Dr. Paul Gould on C.S. Lewis and Christian Platonism

Friday, February 20, 2015

“The questions we must ask,” Dr. Paul Gould said in last week’s lecture, “are ‘Where are you standing?', 'Which culture do you inhabit?' and ‘What sort of person do you want to be?’” Dr. Paul Gould, Assistant Professor of Philosophy and Christian Apologetics at Southwestern Baptist Theological Seminary, spoke at Tyndale about C.S. Lewis and Christian Platonism. 

During his studies at Talbot School of Theology at Biola University, his professor J.P. Moreland spoke of the distinction between two cultures: the sensate and the ideational. Today’s western society is a sensate culture, where even the church is disenchanted. In a sensate culture, people only believe in the physical, material world that can be experienced by the five senses. Dr. Gould explained that history’s sensate cultures do not survive, as they lack the intellectual resources needed to sustain them. The ideational culture, on the other hand, is two-tiered and involves belief in the sensory world as well as an immaterial reality. This reality is the realm of meaning, value and purpose, a place that is beyond the senses. Moreland’s class captured what Paul Gould had sensed for a while—that the world is full of mystery and value. He exited the class a Christian Platonist.

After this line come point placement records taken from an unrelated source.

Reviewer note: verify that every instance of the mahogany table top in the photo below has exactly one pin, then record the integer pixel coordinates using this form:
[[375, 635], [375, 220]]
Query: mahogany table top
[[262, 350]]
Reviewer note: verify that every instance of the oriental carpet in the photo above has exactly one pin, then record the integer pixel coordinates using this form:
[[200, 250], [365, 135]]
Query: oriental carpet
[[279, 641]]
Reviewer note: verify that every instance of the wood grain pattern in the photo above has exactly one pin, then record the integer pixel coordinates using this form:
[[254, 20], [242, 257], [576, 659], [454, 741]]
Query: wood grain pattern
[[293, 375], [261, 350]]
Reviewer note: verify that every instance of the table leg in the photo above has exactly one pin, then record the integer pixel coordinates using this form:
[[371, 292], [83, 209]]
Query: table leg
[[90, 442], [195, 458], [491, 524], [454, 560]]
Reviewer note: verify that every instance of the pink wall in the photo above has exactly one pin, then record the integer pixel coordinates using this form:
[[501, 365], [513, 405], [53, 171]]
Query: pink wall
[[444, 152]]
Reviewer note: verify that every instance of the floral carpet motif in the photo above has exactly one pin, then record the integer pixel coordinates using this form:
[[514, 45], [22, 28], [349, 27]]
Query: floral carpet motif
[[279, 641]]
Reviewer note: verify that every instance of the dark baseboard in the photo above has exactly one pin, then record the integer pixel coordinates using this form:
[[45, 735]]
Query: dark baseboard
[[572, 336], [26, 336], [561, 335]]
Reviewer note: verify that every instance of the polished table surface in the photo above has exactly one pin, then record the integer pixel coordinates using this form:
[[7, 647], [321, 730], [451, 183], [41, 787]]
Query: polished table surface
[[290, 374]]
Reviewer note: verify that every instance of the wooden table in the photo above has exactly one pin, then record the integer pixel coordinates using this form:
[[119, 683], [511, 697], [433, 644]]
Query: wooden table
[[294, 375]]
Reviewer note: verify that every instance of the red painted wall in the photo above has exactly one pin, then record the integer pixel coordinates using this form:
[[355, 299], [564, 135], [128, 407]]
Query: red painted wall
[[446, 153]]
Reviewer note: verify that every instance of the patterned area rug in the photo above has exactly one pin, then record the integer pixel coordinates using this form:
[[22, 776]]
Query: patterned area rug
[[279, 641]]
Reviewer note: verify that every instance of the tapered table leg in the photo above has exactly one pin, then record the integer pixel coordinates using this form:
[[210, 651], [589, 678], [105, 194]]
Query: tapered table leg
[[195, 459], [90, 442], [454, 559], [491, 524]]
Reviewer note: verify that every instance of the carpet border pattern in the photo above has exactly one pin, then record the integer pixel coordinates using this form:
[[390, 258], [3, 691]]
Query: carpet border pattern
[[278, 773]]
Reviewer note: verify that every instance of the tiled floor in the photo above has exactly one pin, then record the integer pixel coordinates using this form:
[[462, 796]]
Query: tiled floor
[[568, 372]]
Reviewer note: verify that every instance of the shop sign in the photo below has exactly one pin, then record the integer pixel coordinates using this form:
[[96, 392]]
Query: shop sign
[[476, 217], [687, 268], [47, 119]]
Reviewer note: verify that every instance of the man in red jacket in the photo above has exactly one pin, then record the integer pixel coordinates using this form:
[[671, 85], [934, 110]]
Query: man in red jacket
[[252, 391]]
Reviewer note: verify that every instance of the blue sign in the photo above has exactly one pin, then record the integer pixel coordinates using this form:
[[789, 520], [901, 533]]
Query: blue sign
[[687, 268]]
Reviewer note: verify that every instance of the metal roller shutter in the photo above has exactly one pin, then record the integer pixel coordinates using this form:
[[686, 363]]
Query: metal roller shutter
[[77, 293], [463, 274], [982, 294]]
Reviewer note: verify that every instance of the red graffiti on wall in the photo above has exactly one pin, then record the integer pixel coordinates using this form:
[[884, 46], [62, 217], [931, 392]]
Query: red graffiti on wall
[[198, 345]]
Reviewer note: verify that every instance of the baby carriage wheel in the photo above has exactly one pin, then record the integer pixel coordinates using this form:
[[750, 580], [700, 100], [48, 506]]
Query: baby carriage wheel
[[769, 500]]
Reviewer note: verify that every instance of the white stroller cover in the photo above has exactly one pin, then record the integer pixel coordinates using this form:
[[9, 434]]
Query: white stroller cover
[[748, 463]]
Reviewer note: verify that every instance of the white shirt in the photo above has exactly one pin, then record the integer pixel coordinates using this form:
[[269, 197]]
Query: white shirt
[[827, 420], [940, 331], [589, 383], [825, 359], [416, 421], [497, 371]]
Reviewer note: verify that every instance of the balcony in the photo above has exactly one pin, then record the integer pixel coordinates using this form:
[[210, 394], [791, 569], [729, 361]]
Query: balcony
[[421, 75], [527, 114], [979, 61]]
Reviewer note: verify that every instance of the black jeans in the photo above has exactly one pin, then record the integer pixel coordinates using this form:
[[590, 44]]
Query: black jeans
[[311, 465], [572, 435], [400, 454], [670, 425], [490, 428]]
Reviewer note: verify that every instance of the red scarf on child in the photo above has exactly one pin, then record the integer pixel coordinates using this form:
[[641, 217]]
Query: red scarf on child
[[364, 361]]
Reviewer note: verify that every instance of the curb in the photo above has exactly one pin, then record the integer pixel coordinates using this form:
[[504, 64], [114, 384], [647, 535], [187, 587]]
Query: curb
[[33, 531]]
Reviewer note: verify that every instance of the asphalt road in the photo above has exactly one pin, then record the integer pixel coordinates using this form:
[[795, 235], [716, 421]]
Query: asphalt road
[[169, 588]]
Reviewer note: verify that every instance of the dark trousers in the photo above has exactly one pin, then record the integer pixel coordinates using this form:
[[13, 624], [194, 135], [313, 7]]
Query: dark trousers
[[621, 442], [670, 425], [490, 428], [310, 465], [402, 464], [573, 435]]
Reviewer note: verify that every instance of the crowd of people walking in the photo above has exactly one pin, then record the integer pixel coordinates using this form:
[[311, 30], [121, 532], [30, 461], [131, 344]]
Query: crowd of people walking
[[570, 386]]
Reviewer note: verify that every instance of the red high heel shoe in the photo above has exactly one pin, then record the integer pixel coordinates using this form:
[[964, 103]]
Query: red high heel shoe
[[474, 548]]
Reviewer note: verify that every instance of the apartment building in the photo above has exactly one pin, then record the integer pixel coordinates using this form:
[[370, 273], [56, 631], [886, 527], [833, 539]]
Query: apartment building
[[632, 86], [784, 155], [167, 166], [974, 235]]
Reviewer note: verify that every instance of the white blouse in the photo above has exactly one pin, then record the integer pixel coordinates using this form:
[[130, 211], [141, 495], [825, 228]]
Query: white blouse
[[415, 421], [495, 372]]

Dr. Gould argued that C.S. Lewis was also a Christian Platonist and that we should return to Lewis’ Christian Platonism because it is both true and satisfying. Dr. Gould drew a direct comparison between Plato’s cave and the cave of ‘dark enchantment’ in Lewis’ novel The Silver Chair. As in Plato’s cave, Lewis’ characters are told that the cave is the only reality. The book’s villain tries to convince them that Narnia and Aslan are made-up, but the character Puddleglum states that he would rather believe that the mundane world of the cave is not their true home.

Dr. Gould pointed out where Lewis departs from Plato in Narnia’s creation account. Described in Lewis’ The Magician’s Nephew, the creation of Narnia involves order, integrity and giftedness as well as a personal creator, Aslan the lion. While Aslan creates Narnia, the children Diggory and Polly are overwhelmed by joy and wonder while Diggory’s Uncle Andrew is terrified. Where the children hear singing and talking, he can only hear growling. Each character’s reality is based on where they stand, or which culture they inhabit. 

Near the end of his lecture, Dr. Gould asked, “Do you want to live for something greater than yourself?” Lewis used Platonic concepts to convey deep Christian truths that awaken in us a desire for another world. His view of the world is a “blending together of reason and romance,” said Dr. Gould, and it is Christianity that brings these two ideas together.